宇文寻虽受不了诬陷误会,可罗繁音这件事他无从辩解,只能认错,“都是微臣管教无方,让陛下见笑了。”
皇上冷笑一声,“何止是见笑啊?她在朕的营地都这么放肆,平日在府中还不知怎么欺负昌平!”
宇文寻道:“公主金枝玉叶,罗氏对公主自然是尊敬有加。”
皇上侧头看向云儿:“云儿你告诉朕,是这样吗?”
“啊?”云儿先看了昌平长公主一眼,她先前刚刚被责怪过,这次不敢再快人快语。
昌平冲着云儿微微摇头,眼神里都是紧张。
“云儿,朕在这里,你尽管实话实说。”皇上给云儿吃了一颗定心丸。
云儿憋了半天,这才回答道:“回禀陛下,罗夫人一直都嚣张的很,从不给公主请安,就连见到公主也是失礼的直呼名讳。仗着有驸马的宠爱根本不把公主放在眼里,什么都要和公主比,就连这次出行,公主和驸马同坐一辆马车她都要闹……”

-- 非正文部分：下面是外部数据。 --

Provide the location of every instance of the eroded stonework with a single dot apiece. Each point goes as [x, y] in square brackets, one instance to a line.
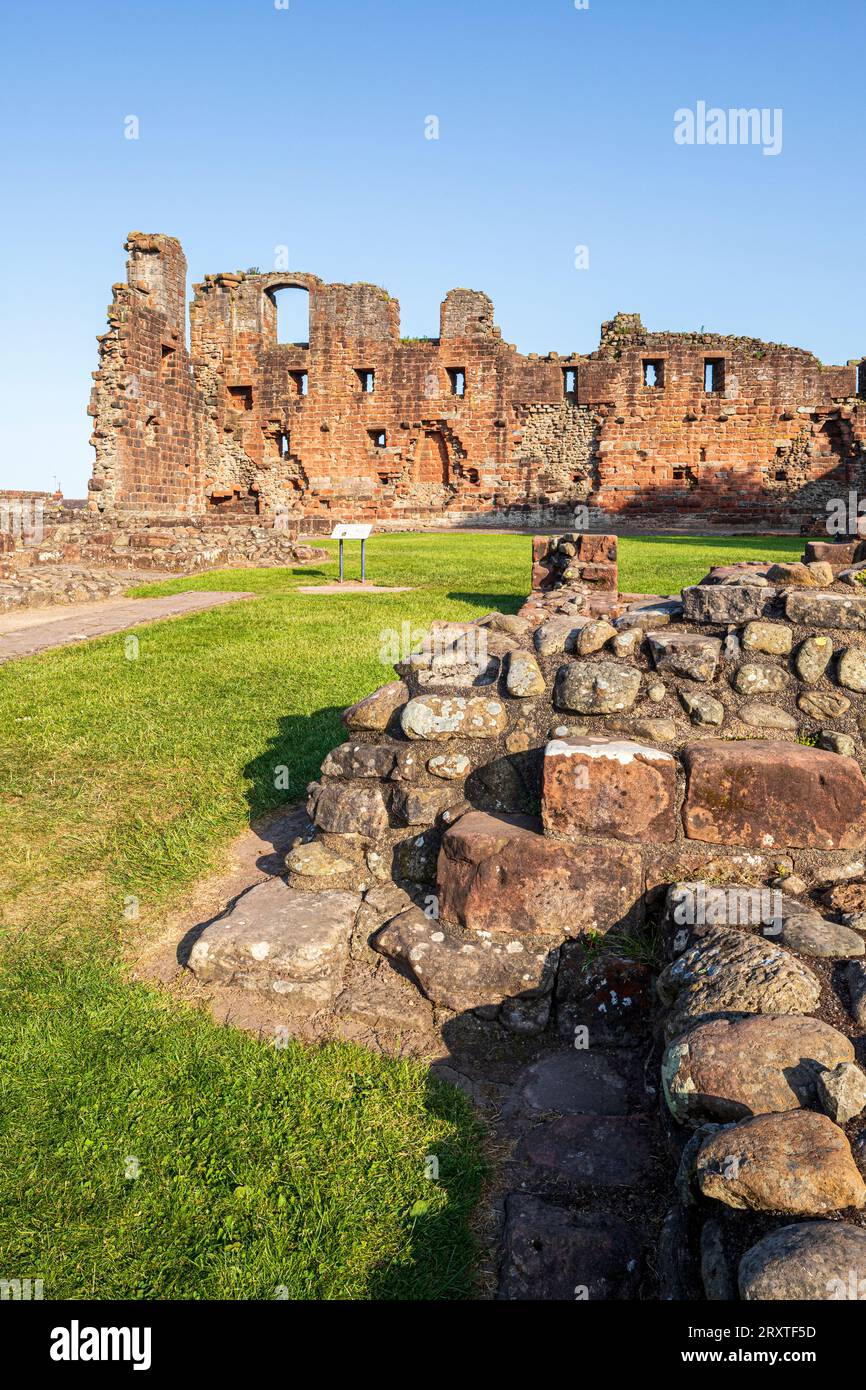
[695, 428]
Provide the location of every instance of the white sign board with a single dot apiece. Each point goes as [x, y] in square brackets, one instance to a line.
[350, 531]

“云儿,够了。”眼看皇上的脸色越来越沉,昌平忙出口制止云儿。
可云儿这次却没有听她的,好不容易陛下能来主持公道,这可是大好的机会啊。
“那罗氏仗着自己有身孕,什么都要最好的,其实她身体强健的很,根本就是故意找事。就连这次遇刺,她腹中的胎儿也是好好的,可她平日总是装出多病多灾的样子,还抢公主的药膳……”
“云儿,住口!”昌平急了,语气也严肃了一些。
皇上放下手中酒杯,发出咯哒一声。只这一下,昌平、宇文寻和云儿一齐跪在地上。